То-то, должно быть, покатывались со смеху братья и сестры, когда Джейн читала им новую сатиру на этот гнусный порок: "Увы, я умираю от горя, ведь я потеряла возлюбленного моего Огастеса! Один роковой обморок стоил мне целой жизни. Остерегайся обмороков, любезная Лора, впадай в бешенство сколько тебе будет угодно, но не теряй сознания…" И дальше в том же духе, едва поспевая писать и не поспевая соблюдать правописание. Она повествует о невероятных приключениях Лоры и Софьи, Филендера и Густавуса, о джентльмене, который через день гонял карету между Эдинбургом и Стерлингом, о сокровище, выкраденном из ящика стола, о матерях, умирающих с голоду, и сыновьях, выступающих в макбетовской роли. То-то, должно быть, хохотала вся классная комната. Тем не менее совершенно очевидно, что эта девочка-подросток, сидя отдельно от всех в углу гостиной, писала не для забавы братьев и сестер и вообще не для домашнего потребления. То, что она писала, предназначалось всем и никому, нашему времени и времени, в которое она жила; иными словами, уже в таком раннем возрасте Джейн Остен была писательницей. Это слышно в ритме, в законченности и компактности каждой фразы. "Она была всего лишь благодушная, воспитанная и любезная девица, так что не любить ее было не за что, мы ее только презирали". Такой фразе предназначено пережить рождественские каникулы. Живая, легкая, забавная, непринужденная почти до абсурда, вот какой получилась книга "Любовь и дру_ш_ба"; но что за нота слышится в ней повсеместно, не сливаясь с другими звуками, отчетливая и пронзительная? Это звучит насмешка. Пятнадцатилетняя девочка из своего угла смеется над всем миром.

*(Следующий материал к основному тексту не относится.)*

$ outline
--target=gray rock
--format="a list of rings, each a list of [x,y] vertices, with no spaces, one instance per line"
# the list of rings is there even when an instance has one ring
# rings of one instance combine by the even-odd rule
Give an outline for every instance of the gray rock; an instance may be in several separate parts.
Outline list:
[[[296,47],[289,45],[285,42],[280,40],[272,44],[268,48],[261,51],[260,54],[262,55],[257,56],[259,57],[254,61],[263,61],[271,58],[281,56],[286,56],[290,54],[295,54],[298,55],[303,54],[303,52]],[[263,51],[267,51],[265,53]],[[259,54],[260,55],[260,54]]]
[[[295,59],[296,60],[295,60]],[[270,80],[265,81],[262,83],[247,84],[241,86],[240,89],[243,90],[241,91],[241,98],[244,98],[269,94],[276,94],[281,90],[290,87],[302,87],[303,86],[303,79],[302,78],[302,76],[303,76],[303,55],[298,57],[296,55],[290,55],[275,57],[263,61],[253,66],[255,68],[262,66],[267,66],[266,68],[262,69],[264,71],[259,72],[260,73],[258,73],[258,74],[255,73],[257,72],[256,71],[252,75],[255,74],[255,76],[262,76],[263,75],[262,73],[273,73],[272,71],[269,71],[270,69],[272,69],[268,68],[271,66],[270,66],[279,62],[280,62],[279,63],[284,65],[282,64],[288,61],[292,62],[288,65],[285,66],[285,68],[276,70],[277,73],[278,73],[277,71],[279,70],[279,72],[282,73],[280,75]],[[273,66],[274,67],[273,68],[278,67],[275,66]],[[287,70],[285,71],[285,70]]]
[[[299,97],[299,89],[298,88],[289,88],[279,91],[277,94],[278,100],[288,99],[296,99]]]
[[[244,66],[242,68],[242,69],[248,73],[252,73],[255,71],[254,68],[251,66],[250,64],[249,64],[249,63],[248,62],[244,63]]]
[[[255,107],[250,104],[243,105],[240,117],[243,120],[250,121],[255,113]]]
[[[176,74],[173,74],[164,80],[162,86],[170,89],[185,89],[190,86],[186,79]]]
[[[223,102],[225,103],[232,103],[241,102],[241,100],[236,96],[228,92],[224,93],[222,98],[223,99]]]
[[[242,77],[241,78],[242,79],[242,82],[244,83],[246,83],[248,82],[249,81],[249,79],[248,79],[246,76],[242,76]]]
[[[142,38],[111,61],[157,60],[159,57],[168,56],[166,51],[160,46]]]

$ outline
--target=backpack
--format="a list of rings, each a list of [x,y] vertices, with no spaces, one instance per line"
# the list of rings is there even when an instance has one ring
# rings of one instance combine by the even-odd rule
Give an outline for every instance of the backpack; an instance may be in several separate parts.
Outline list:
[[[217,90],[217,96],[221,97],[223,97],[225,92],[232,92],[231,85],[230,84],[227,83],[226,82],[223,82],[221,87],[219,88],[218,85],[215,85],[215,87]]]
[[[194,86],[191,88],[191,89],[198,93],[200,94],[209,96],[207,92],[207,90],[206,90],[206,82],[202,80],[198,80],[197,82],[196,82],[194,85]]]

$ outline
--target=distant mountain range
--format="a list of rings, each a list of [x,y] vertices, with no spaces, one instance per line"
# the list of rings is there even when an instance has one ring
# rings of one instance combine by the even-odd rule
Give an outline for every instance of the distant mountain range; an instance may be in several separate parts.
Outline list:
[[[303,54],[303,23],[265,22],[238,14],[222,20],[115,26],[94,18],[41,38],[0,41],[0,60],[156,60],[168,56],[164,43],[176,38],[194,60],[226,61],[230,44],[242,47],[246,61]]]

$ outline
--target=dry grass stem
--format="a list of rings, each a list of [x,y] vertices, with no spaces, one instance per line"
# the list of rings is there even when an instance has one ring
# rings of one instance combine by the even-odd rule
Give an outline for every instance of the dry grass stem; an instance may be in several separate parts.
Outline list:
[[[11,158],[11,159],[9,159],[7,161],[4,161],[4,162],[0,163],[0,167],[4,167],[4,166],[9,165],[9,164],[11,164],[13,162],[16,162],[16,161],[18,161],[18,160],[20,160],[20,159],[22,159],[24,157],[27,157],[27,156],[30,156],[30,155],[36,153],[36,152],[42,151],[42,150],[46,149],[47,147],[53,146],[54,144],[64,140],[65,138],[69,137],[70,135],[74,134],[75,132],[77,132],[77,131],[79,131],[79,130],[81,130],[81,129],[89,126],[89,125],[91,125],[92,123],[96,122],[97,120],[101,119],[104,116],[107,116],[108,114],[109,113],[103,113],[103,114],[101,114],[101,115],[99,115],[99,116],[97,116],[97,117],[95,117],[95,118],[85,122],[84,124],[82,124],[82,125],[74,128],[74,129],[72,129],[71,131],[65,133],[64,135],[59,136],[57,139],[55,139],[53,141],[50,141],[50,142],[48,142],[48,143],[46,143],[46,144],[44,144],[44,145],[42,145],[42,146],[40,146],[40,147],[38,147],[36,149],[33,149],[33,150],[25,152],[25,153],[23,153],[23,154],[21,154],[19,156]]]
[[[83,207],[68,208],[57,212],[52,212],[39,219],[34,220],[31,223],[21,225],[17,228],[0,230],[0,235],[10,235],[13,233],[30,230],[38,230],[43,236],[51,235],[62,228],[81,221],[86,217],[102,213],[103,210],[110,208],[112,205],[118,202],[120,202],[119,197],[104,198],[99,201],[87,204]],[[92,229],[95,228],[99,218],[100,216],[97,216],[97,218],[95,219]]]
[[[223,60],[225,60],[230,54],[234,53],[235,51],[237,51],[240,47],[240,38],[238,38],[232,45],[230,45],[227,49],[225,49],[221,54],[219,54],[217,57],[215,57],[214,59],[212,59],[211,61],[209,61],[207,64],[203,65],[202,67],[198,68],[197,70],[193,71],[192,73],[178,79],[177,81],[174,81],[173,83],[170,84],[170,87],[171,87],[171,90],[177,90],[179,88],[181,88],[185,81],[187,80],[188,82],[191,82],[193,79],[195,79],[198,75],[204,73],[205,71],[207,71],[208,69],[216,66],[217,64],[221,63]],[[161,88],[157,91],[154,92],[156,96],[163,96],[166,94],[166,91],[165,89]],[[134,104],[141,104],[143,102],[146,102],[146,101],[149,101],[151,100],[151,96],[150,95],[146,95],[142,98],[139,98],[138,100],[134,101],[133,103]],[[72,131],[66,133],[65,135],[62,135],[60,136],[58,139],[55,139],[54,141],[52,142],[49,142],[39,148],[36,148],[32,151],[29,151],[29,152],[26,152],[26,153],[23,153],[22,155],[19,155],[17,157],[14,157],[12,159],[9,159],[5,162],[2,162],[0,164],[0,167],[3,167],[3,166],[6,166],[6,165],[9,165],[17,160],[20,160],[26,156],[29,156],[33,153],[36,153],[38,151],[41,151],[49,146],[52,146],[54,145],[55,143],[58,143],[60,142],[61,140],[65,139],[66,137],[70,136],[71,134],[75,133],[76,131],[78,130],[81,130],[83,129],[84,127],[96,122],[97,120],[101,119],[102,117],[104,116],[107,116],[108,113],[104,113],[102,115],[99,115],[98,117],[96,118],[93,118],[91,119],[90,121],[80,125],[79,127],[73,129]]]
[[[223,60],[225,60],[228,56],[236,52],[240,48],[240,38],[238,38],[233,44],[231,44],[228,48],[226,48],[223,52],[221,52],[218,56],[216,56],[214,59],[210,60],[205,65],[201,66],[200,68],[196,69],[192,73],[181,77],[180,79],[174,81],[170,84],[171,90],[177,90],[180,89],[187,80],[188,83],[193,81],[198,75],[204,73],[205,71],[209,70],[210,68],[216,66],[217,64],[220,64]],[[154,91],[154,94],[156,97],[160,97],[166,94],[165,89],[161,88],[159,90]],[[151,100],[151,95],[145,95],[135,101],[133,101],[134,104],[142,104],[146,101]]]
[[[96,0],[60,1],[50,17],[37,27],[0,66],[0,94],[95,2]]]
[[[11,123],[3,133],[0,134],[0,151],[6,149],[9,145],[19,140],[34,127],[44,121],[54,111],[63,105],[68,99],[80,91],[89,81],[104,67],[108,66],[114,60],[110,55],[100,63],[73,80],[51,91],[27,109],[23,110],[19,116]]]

Девочки в пятнадцать лет всегда смеются. Прыскают в кулак, когда мистер Бинни сыплет в чашку соль вместо сахара. И просто помирают со смеху, когда миссис Томкинс садится на кота. Но еще минута, и они разражаются слезами. Они еще не заняли окончательной позиции, с которой видно, как много смешного в человеческой природе и какие черты в людях всегда достойны осмеяния. Они не знают, что надутая обидчица леди Гревиль и бедная обиженная Мария присутствуют на каждом балу. А вот Джейн Остен это знала, знала с самого рождения. Должно быть, одна из фей, которые садятся на край колыбели, успела полетать с ней и показать ей мир, едва она появилась на свет. И после этого дитя уже не только знало, как выглядит мир, но и сделало свой выбор, условившись на том, что получит власть над одной областью и не будет покушаться на остальные. Вот почему к пятнадцати годам у нее уже было мало иллюзий насчет других людей и ни одной — насчет самой себя. То, что выходит из-под ее пера, имеет законченную отточенную форму и соотнесено не с пасторским домом, а со всей вселенной. Писательница Джейн Остен держится объективно и загадочно. Когда в одном из самых интересных описаний она приводит слова заносчивой леди Гревиль, в ее письме нет и следа обиды, которую пережила когда-то Джейн Остен — дочь приходского священника. Ее взгляд устремлен точно в цель, и мы достоверно знаем, в какое место на карте человеческой природы она бьет. Знаем, потому что Джейн Остен выполняла уговор и не выходила за поставленные пределы. Никогда, даже в нежном пятнадцатилетнем возрасте, не испытывала она укоров совести, не притупляла острия своей сатиры состраданием, не замутняла рисунка слезами восторга. Восторг и сострадание, как бы говорит она, указывая тростью, кончаются вон там; и граница проведена очень ясно.